Corría 1974 cuando una dictadura en Grecia amenazó a Chipre y Turquía decidió proteger a la etnia turca de la isla. Pasó la tormenta, el país-isla quedó dividido en dos y, en medio de esa disputa, Varosha, un barrio de la ciudad de Famagusta, lugar de veraneo de la jet set en la época, quedó atrapada entre las vallas divisorias.

Elizabeth Taylor, Brigitte Bardot, Raquel Welch y Richard Burton pasaban gran parte del verano en Varosha. En su distrito hotelero, se levantaban altos edificios de hormigón; los descapotables paseaban a los visitantes por la avenida John F. Kennedy y los turistas se tostaban en la playa bajo el sol.

Cuarenta años después de aquello, la naturaleza ha invadido la Marbella chipriota. Arbustos espinosos cubren por completo los seis kilómetros cuadrados de superficie de la otrora ciudad estival. Hay árboles que han surgido en medio de las casas y el césped ha cubierto las gritas del asfalto y las aceras. Detrás de las vallas hay carteles que advierten a los turistas «las fotos y los videos están prohibidos».

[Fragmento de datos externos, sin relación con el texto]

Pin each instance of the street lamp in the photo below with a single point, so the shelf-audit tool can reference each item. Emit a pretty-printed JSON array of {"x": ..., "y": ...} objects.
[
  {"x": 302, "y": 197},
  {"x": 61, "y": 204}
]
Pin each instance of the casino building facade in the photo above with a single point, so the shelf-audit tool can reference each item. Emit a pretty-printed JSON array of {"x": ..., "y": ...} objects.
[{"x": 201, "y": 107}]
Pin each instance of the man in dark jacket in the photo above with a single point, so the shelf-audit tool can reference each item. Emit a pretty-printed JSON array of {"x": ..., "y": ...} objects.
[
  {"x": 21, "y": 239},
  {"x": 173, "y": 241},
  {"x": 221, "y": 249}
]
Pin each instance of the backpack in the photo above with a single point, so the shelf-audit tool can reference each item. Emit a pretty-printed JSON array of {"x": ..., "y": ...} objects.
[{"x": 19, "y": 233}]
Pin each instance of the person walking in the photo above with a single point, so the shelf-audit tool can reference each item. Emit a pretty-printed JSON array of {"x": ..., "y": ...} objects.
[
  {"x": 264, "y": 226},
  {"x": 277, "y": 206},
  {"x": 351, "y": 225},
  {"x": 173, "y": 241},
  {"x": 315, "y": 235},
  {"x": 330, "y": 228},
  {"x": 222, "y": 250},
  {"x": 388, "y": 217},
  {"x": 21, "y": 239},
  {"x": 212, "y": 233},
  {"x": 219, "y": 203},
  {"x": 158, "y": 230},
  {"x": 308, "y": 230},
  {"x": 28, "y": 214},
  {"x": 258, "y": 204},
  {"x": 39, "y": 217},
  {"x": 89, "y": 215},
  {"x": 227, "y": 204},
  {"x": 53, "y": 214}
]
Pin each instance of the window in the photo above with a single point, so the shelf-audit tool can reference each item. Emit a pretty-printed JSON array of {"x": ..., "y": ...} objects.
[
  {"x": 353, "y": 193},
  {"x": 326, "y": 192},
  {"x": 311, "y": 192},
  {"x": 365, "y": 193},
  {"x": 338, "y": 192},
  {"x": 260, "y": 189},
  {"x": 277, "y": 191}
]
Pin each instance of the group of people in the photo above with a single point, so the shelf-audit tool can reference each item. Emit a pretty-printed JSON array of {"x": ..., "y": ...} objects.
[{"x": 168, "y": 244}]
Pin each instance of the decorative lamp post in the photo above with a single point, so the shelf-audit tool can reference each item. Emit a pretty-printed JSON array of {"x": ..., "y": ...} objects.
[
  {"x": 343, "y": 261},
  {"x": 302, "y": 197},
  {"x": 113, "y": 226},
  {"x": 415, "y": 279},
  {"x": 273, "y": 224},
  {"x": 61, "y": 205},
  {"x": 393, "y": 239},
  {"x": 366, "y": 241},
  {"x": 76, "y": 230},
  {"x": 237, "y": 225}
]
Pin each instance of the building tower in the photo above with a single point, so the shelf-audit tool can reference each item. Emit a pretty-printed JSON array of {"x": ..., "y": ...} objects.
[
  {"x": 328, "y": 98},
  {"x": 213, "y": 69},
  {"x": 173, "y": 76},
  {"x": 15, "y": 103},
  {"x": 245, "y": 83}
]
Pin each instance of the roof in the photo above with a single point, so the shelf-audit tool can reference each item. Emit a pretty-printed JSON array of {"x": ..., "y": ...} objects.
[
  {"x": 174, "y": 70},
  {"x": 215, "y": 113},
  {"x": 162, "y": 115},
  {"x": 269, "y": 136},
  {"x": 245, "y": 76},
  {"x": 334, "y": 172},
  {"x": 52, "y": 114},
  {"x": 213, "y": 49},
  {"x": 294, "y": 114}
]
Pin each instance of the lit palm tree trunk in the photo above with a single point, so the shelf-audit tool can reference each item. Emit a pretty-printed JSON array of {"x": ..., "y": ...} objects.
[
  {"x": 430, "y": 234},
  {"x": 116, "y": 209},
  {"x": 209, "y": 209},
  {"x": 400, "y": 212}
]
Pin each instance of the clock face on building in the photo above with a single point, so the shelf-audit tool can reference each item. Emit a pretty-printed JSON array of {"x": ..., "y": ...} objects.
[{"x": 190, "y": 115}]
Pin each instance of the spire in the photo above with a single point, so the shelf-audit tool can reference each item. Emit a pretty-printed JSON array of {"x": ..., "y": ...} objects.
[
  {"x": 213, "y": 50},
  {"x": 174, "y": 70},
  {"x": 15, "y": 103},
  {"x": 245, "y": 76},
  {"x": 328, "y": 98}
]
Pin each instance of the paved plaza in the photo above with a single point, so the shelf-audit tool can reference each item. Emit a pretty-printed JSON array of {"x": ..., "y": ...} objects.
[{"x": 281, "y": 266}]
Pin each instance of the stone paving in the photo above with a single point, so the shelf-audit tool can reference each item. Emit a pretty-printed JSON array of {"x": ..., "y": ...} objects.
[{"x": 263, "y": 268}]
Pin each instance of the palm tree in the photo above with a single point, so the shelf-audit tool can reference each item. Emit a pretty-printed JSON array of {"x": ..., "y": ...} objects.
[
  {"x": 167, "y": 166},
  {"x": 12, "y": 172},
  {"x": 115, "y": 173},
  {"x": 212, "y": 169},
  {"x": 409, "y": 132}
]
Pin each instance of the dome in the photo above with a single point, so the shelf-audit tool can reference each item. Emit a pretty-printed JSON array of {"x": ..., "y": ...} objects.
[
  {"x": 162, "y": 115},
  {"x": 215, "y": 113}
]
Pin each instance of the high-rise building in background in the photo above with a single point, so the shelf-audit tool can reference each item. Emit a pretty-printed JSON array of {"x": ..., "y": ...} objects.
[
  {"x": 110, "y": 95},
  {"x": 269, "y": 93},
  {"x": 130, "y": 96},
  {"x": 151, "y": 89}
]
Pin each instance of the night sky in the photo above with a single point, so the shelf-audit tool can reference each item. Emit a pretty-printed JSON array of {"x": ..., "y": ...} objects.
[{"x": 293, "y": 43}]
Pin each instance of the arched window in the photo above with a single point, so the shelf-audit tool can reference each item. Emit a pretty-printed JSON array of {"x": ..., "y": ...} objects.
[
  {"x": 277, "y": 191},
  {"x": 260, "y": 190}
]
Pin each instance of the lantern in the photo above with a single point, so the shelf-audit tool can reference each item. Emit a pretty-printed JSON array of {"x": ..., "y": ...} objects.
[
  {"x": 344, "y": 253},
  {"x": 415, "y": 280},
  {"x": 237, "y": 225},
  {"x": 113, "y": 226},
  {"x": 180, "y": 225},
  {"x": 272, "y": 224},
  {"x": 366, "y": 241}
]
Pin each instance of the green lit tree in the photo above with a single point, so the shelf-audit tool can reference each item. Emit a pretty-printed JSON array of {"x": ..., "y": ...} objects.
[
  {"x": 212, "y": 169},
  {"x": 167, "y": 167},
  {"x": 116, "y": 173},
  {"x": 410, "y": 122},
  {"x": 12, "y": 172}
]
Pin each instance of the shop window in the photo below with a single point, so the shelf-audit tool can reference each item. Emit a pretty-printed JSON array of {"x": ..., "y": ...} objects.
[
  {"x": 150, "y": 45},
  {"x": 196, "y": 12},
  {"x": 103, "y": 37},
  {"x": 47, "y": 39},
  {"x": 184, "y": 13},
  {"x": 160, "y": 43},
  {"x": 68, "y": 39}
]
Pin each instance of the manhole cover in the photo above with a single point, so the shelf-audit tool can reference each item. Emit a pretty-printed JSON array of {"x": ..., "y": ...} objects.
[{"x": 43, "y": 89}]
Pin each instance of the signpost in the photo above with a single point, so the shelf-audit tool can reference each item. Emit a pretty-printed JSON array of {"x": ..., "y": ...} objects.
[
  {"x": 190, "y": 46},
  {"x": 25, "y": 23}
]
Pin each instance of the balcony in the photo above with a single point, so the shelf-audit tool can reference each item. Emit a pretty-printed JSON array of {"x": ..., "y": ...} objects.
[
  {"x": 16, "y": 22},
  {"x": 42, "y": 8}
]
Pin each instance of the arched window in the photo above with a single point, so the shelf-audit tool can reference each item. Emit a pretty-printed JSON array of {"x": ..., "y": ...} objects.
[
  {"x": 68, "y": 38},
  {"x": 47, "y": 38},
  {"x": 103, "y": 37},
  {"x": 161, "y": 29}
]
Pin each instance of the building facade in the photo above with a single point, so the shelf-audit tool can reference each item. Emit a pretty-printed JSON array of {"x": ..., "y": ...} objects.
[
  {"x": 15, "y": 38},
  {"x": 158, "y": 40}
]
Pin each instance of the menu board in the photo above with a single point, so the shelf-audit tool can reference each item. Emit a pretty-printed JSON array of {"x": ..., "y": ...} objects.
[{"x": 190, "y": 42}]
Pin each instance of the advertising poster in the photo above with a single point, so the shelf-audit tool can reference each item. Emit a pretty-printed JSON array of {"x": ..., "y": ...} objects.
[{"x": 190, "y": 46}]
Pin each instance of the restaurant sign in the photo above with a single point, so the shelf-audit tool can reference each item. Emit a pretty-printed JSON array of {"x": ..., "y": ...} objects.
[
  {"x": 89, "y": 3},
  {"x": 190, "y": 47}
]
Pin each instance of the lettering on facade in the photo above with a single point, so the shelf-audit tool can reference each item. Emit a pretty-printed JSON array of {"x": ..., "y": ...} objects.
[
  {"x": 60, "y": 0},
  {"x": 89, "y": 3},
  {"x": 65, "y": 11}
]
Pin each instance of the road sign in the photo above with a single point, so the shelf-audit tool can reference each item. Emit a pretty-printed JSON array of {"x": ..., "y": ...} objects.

El gobierno de Turquía, que durante años estuvo a favor de la convivencia pacífica y de una posible reunificación, ha dado un giro nacionalista abriendo la playa de Varosha sin consultar al gobierno de Chipre del Norte. Esto ha provocado nuevas tensiones entre este gobierno y el de los grecochipriotas que esperaban que se les devolviera Famagusta como prueba y primer paso hacia una posible reunificación de la isla. Erdoğan ha logrado revivir la división entre los chipriotas griegos y turcos.

Pero no todo está perdido. Hay nostálgicos de aquellos años setenta. Personas que tuvieron que huir de su tierra natal y que han transmitido a sus hijos y nietos el amor por una Varosha que, aunque ya no existe, nunca ha dejado de crecer en el imaginario de los que se exiliaron de ella. Dicen que algunos dejaron regalos de boda sin abrir y que otros no tuvieron tiempo ni de quitar las sartenes del fuego. Todos coinciden en que la huida fue con la esperanza de volver en dos o tres días que, desgraciadamente, se han convertido en cuatro décadas. Entre esos nostálgicos se han creado grupos que quieren revitalizar esa ciudad idílica y revivirla; volver a transformarla en el paraíso, aunque con un perfil más ecológico y alineado con el siglo que nos toca vivir. No quieren repetir los grandes edificios pegados a la costa que obstruían el paso de la luz al resto de la ciudad ni las excesivas alturas que se permitieron sin pensarlo bien en aquellos años setenta de crecimiento desmedido.

El proyecto tiene nombre: Ecocity Famagusta, y aunque no tienen suficiente fuerza como para lograr que los dos gobiernos de la isla se pongan de acuerdo para que prospere, al menos dan cierta esperanza a los que sueñan con disfrutar de las playas de Varosha otra vez.

Hace unos años pude visitar los muros de Belfast. Han pasado muchos años desde que la violencia invadiera y manchara las calles de la ciudad de Irlanda del Norte. Me pareció imposible ver esos muros, esos murales y ese odio aún presente en una ciudad europea. En el mediterráneo no hay muros, hay vallas y entre ellas se han dejado una Marbella encerrada. En el mar Mediterráneo tenemos, a pocos kilómetros de las costas de la Unión Europea, una ciudad inutilizada, abandonada y añorada. Hay turcochipriotas reubicados que han crecido con vistas a una ciudad fantasma y hay grecochipriotas que sueñan con volver a las propiedades que les arrebataron. El mundo ha cambiado, el siglo ya no es el mismo, ha llegado el momento de hacer la paz y de que Varosha sea nuevamente un remanso de paz, un paraíso de relajación y desconexión… y, ¿por qué no?, también el hito desde el que nazca una nueva Chipre, conservando sus etnias y sus costumbres, pero unida y feliz del futuro común que les queda por construir.